Here are 10 problems that use similar underlying concepts:

  1. LeetCode 5: Longest Palindromic Substring: Like our problem, this problem requires identifying and handling sequences within a string, although it’s looking for a different kind of sequence (palindromes).

  2. LeetCode 3: Longest Substring Without Repeating Characters: This problem involves iterating through a string and maintaining a count of characters, similar to the way we tracked ‘1’s in our problem.

  3. LeetCode 53: Maximum Subarray: In this problem, you need to find the contiguous subarray with the largest sum, which involves tracking and accumulation, akin to how we tracked sequences of ‘1’s.

  4. LeetCode 76: Minimum Window Substring: This problem requires tracking variables and involves iteration over a string, similar to our problem.

  5. LeetCode 438: Find All Anagrams in a String: Like our problem, this problem involves iterating over a string, maintaining counts of characters, and performing actions based on those counts.

  6. LeetCode 680: Valid Palindrome II: This problem involves identifying a sequence within a string where a condition holds, similar to our identification of sequences of ‘1’s.

  7. LeetCode 11: Container With Most Water: This problem requires tracking variables (here, two pointers) and making calculations based on their positions, somewhat like our tracking of ‘1’s in our problem.

  8. LeetCode 15: 3Sum: This problem requires finding sequences within an array that satisfy certain conditions, similar to how we found sequences of ‘1’s.

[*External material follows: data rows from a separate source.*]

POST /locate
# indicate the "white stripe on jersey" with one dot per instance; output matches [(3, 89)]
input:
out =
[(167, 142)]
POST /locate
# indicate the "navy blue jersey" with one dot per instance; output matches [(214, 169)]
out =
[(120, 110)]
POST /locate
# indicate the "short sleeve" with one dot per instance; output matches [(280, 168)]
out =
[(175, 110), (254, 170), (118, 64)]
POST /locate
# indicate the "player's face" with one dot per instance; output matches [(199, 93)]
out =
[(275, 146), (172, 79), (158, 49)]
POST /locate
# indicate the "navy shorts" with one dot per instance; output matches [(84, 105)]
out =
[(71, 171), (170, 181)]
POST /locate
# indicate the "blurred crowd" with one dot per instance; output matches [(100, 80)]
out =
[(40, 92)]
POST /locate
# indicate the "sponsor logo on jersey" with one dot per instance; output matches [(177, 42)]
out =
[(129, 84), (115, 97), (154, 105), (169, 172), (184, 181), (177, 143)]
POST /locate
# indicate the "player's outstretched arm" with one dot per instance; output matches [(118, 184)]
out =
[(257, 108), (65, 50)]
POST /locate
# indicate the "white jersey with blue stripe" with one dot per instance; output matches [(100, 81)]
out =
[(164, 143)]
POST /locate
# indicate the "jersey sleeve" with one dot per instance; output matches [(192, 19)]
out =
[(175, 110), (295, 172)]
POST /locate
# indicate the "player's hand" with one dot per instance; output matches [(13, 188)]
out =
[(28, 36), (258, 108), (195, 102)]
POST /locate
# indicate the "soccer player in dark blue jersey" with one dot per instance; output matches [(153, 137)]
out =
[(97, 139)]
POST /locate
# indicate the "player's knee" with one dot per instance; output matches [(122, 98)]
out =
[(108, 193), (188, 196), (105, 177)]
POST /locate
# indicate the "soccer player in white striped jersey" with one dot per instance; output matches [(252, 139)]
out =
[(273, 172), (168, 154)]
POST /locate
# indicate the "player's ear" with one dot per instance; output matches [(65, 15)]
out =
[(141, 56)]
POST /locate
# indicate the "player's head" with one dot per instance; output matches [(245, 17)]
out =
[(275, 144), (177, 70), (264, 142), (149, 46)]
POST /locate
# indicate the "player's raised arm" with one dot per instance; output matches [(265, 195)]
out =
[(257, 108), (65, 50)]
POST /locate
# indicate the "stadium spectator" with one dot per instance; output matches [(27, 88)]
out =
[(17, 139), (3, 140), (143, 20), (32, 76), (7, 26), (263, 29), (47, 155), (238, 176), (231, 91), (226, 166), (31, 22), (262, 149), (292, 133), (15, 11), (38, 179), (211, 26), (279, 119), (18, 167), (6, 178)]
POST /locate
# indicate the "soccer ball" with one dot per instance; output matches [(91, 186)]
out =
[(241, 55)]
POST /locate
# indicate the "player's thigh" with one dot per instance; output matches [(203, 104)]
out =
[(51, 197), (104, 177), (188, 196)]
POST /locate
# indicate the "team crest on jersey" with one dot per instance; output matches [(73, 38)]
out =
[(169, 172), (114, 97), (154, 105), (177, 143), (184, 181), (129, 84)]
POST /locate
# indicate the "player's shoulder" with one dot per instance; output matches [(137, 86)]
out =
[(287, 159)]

  9. LeetCode 485: Max Consecutive Ones: This problem is directly related to our problem, requiring the identification and handling of sequences of ‘1’s within a binary array.

  10. LeetCode 713: Subarray Product Less Than K: This problem involves identifying sequences within an array that satisfy a condition and then performing calculations based on those sequences, which echoes the key steps of our problem.